You’ve decided to use breakout groups to make sure your session doesn’t just feature a talking head…just talking and talking. How do you make sure the breakouts don’t break down? Here are three quick tips to make breakouts so successful that participants will consistently rate them as the best part of your programs.
That means clarity on what the activity is, the order of participants (if necessary), how long each person or portion should last, what specific discussion questions are included if relevant, structure or rhetorical models for language (i.e. peer to peer feedback, storytelling, “I” statements, etc.). Each of those are not mandatory nor comprehensive, but rather a list to get your juices flowing.
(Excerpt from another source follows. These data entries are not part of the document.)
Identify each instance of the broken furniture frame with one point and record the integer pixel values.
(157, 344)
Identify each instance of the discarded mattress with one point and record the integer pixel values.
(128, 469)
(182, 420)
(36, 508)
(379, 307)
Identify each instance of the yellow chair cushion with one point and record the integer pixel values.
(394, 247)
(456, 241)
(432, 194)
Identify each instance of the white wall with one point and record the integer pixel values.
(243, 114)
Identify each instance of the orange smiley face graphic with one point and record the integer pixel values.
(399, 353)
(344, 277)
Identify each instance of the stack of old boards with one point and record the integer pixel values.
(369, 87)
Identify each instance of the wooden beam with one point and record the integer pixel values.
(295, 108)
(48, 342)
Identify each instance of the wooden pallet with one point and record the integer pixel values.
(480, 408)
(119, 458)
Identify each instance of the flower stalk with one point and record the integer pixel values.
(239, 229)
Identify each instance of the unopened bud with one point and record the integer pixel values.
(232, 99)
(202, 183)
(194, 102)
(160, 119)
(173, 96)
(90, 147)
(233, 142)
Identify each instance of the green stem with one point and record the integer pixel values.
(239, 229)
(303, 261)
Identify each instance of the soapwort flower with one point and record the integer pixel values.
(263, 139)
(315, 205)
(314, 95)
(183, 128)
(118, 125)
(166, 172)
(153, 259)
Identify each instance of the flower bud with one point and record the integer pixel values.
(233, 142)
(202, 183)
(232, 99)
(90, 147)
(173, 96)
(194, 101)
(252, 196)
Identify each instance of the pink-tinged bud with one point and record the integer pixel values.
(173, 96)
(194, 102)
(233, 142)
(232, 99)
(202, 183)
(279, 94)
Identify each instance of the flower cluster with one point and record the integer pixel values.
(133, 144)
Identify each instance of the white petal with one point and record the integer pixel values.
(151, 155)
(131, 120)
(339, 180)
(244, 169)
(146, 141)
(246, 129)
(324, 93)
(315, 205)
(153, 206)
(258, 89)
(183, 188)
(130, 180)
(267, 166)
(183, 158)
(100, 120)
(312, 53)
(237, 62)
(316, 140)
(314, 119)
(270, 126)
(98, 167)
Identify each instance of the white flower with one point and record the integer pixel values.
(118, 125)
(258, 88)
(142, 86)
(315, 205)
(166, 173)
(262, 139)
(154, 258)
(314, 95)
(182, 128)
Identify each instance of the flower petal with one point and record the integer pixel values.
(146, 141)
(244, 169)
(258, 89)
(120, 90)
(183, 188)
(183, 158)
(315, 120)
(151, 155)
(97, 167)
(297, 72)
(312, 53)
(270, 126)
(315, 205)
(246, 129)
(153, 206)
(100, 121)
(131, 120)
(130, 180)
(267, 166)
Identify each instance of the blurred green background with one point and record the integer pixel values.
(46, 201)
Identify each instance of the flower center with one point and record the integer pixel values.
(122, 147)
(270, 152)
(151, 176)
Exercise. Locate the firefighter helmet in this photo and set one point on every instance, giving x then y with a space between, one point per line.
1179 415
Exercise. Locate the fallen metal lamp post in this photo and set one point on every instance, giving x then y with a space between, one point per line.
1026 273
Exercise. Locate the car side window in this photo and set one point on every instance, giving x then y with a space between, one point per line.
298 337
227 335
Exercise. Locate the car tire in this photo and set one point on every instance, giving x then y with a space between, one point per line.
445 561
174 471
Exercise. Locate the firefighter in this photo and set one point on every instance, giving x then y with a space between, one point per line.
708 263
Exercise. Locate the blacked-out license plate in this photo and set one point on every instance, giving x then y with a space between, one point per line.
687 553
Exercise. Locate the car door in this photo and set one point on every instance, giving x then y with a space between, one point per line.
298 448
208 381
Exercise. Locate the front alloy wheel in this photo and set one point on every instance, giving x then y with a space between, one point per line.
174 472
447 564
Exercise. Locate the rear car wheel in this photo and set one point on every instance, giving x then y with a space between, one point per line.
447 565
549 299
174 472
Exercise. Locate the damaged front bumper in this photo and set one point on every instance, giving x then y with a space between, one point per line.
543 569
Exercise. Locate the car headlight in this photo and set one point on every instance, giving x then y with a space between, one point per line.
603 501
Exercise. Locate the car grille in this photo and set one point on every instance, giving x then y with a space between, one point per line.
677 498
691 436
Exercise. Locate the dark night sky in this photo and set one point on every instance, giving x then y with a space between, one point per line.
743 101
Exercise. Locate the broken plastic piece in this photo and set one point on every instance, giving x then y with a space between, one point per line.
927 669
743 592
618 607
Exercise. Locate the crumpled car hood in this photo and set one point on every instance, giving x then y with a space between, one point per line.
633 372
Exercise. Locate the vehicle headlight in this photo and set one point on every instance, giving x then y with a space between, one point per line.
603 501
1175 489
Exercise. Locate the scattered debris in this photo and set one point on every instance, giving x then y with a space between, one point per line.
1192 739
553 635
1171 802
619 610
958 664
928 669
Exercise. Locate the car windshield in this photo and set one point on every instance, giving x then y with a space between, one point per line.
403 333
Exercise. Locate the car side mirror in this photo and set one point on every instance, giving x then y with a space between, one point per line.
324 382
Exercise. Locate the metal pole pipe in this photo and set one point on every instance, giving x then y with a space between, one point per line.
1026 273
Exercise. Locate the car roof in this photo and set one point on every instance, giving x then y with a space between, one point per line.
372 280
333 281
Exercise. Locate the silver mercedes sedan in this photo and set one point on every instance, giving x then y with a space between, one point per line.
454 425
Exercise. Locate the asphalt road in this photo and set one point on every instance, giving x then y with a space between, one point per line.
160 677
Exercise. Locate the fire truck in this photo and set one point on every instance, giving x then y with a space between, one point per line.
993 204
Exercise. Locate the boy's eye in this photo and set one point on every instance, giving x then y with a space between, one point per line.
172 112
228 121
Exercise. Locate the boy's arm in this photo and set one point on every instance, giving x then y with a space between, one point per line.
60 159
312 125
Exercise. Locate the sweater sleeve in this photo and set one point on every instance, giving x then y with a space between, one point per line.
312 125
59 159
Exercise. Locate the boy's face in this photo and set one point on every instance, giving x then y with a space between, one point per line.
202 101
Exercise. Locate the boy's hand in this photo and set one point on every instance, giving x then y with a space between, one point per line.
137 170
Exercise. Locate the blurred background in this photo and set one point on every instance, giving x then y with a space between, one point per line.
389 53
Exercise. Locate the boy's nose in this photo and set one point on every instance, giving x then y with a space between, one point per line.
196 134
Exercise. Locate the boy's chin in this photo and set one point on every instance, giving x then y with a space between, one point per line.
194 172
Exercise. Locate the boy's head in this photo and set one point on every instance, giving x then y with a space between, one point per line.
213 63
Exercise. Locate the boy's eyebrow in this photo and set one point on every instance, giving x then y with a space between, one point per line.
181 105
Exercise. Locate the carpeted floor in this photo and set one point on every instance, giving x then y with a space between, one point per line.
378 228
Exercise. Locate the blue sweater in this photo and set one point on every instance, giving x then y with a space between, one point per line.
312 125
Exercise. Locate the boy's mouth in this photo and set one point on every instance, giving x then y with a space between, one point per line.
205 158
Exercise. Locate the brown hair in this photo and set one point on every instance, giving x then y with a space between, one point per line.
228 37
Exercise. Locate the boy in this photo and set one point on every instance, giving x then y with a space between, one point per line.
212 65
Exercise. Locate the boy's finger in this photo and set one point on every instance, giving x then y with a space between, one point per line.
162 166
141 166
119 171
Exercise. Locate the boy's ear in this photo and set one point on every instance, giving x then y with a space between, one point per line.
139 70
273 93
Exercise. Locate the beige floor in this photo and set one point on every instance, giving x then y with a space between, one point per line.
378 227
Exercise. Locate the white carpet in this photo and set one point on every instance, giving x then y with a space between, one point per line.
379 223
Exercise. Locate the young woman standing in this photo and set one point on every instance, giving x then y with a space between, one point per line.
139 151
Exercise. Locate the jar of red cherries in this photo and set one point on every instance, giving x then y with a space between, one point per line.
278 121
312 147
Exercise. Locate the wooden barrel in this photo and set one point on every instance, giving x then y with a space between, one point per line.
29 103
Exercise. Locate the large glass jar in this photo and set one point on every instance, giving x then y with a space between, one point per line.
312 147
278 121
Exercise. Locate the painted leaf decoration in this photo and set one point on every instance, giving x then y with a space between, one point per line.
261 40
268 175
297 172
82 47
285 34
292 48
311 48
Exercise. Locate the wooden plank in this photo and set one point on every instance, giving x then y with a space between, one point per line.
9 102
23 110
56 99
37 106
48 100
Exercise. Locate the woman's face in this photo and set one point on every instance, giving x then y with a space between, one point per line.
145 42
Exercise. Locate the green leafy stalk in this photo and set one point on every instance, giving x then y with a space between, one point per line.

There really is no such thing as being too specific — it doesn’t constrict the session, but rather provides people the structure within which to feel free.
Assigning folks randomly is a totally valid approach. But ONLY if you’ve determined that makes sense for a variety of reasons (the difficulty of predicting who will attend, the importance of randomized diversity in each group, convenience because of total group size, etc.). Similarly, it’s totally valid to group folks together based on commonalities or differences. Make groups homogeneously based on seniority level, job description, role, or challenge. Or, make groups heterogeneously if randomized diversity of attendees, widely divergent experience, or cross-functional collaboration is the most important.
If participants feel stranded or have the impression that the breakout attendees are just being set adrift, you’re sabotaging the group’s experience of feeling safe. So, be clear with participants about what they should do if tech mishaps happen, who they should contact if they encounter challenges, and what are any potential glitches or tech challenges they might face. If possible, have an administrative person ready who can respond in real-time for challenges and even drop in to various rooms if needed. Remember — just because folks are in breakout rooms, doesn’t mean you’re still not hosting the gathering. Be as vigilant during the breakout as you are during the large group lecture.
Use these tips to make your breakouts and your full session as powerful as possible.